Ultrasensitive bio-detection using single-electron effect

Single-electron devices are capable of detecting changes of the electric field caused by the presence of one single electron in their environment. These devices are optimized to identify the material that is in close contact with them based on the material's internal charge distribution or dipole moment. As an important practical use, they present the possibility of detecting bacteria, viruses, or pathogens. However, their practical use is hampered by their nano-meter size, which is normally an order of magnitude smaller than that of detected species, their very complex fabrication techniques, their cryogenic operational temperature, and the problem of bringing the said species in contact with the single-electron structure. In this document, a large scaled room temperature singleelectron structure is introduced, and its ability to distinguish liquids based on their internal dipole moments is demonstrated. The device is a Schottky junction made of PtSi, as the metal contact, and the walls and surfaces of the porous Si, as the semiconductor.
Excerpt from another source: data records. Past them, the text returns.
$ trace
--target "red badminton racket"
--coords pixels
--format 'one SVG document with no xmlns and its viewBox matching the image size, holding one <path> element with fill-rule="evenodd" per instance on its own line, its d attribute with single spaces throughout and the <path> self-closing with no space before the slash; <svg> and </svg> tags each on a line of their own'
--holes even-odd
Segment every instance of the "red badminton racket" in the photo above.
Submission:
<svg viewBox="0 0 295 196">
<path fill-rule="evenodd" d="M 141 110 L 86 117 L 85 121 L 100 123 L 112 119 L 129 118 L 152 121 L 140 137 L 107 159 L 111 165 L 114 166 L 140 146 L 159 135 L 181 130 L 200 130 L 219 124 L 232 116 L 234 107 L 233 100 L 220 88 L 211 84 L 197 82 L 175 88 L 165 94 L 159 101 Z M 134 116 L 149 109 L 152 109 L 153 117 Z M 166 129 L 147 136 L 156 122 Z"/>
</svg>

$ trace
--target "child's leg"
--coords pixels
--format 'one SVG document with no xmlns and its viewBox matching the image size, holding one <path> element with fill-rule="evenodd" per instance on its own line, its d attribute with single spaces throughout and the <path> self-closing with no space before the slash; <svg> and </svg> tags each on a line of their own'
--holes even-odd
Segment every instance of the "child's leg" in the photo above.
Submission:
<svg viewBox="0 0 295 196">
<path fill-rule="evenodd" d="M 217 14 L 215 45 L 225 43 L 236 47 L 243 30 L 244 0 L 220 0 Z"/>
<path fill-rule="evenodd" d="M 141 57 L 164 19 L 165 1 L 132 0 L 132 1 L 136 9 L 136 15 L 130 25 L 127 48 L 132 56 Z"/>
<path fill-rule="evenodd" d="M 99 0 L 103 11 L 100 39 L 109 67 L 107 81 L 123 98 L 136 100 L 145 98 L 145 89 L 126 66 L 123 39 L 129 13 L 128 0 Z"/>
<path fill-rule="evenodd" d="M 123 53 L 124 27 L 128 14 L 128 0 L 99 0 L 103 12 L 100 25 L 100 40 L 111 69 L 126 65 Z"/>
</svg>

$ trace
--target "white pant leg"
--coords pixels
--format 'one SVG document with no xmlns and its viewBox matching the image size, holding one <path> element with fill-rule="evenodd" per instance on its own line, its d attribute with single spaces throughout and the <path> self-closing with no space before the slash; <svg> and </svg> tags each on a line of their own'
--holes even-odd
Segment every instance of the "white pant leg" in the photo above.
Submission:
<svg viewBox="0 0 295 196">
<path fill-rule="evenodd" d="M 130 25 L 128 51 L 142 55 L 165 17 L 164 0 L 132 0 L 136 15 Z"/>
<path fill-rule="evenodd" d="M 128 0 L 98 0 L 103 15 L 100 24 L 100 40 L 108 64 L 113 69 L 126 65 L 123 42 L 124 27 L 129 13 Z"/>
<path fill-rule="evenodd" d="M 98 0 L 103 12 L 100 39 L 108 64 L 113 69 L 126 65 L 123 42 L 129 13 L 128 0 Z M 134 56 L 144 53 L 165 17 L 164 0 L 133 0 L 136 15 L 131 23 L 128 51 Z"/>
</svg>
The reverse bias current-voltage (IV) characteristic of this device is sensitive to 1 ppm change in the dipole moment of the liquid entering its pores. The simple fabrication, easy testing procedure, high sensitivity, and fast response can make this device an optimized testing kit to identify the given bacteria, viruses, or pathogens dissolved in liquids.

Automated summary

Single-electron devices have the capability to detect changes in the electric field caused by the presence of one single electron, making them potential tools for identifying microorganisms in liquids. However, their practical use is hindered by their small size, complex fabrication techniques, and cryogenic operational temperature. In this study, a room temperature single-electron structure is introduced, demonstrating its ability to distinguish liquids based on their dipole moments.